Extracting text from email messages with JavaMail

This blog is focused on email processing – mostly how to extract the clear text from an email message. There is a lot of buzz (and eventually  good use) of unstructured data processing – often referred as BigData processing. In my case – we have a pilot project aimed for automatic classification of documents and emails – for abstraction – any textual content. For that purpose we need our server to “read” the received emails.

I am not very aware of historical protocols and formats, but today almost all emails are delivered as MIME message – see MIME on Wikipedia. From practical point – all delivered content has metadata – what is it and how should I read it.

Only for introduction – this is how to read email messages inside J2EE container. Now we will ignore message count, windowing,.. and we assume reader is skilled with Java and J2EE:

Context ctx = new InitialContext();
Session mailSession = (javax.mail.Session) ctx.lookup("java:comp/env/mail/Session");
Store store = mailSession.getStore(IMAP_STORE);
store.connect();
Folder inbox = store.getFolder(INBOX_FOLDER);
inbox.open(Folder.READ_ONLY);

Message[] messages = inbox.geTMessages();
// do somethinf with messages
this.content = EmailUtils.extractClearText(m, null);
inbox.close(false);
store.close();

About MIME parts – every message may be a multipart container or holds its content.   Most of current email clients send a multipart message, where one part is a HTML message and second is a plain text message for email clients, which do not support or disable HTML messages. It means, that a MimeMessage may (and will) contain several parts (BodyPart) messages. In this blog we won’t discuss all message types. For purposes we have already stated (from a human created email sent by a default emailing client we need to extract its clear text) we will assume there is a plain text part and alternatively an HTML part. Pretend that other parts can be happily ignored. Lets find and read the text.

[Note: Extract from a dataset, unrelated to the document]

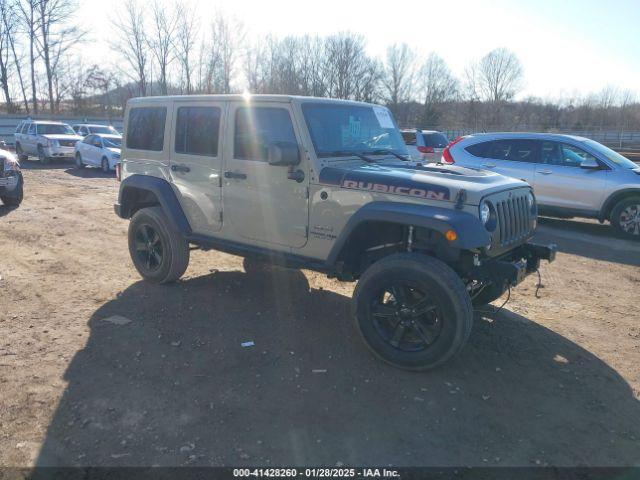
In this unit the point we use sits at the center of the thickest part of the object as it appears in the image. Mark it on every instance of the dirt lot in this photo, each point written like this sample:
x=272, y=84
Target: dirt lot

Most of messages are instance of Multipart class. Multipart message contains parts – BodyPart objectd. To check what the part is, we will use the isMimeType() method.

Generally – if we find a text/plain multipart in the email message, we will use it, else we will use its html mime part. If the email was sent as a simple text message, we will use the text directly.

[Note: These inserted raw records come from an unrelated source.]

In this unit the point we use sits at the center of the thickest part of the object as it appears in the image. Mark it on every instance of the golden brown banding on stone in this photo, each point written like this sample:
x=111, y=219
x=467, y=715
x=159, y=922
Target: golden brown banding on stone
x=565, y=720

       if(message instanceof MimeMessage)
        {
            MimeMessage m = (MimeMessage)message;
            Object contentObject = m.getContent();
            if(contentObject instanceof Multipart)
            {
                BodyPart clearTextPart = null;
                BodyPart htmlTextPart = null;
                Multipart content = (Multipart)contentObject;
                int count = content.getCount();
                for(int i=0; i<count; i++)
                {
                    BodyPart part =  content.getBodyPart(i);
                    if(part.isMimeType("text/plain"))
                    {
                        clearTextPart = part;
                        break;
                    }
                    else if(part.isMimeType("text/html"))
                    {
                        htmlTextPart = part;
                    }
                }

                if(clearTextPart!=null)
                {
                    result = (String) clearTextPart.getContent();
                }
                else if (htmlTextPart!=null)
                {
                    String html = (String) htmlTextPart.getContent();
                    result = Jsoup.parse(html).text();
                }

            }
             else if (contentObject instanceof String) // a simple text message
            {
                result = (String) contentObject;
            }
            else // not a mime message
            {
                logger.log(Level.WARNING,"not a mime part or multipart {0}",message.toString());
                result = null;
            }

As you see, for parsing HTML we’ve used the Jsoup project. Simple and effective way to treat html and get rid of all tags.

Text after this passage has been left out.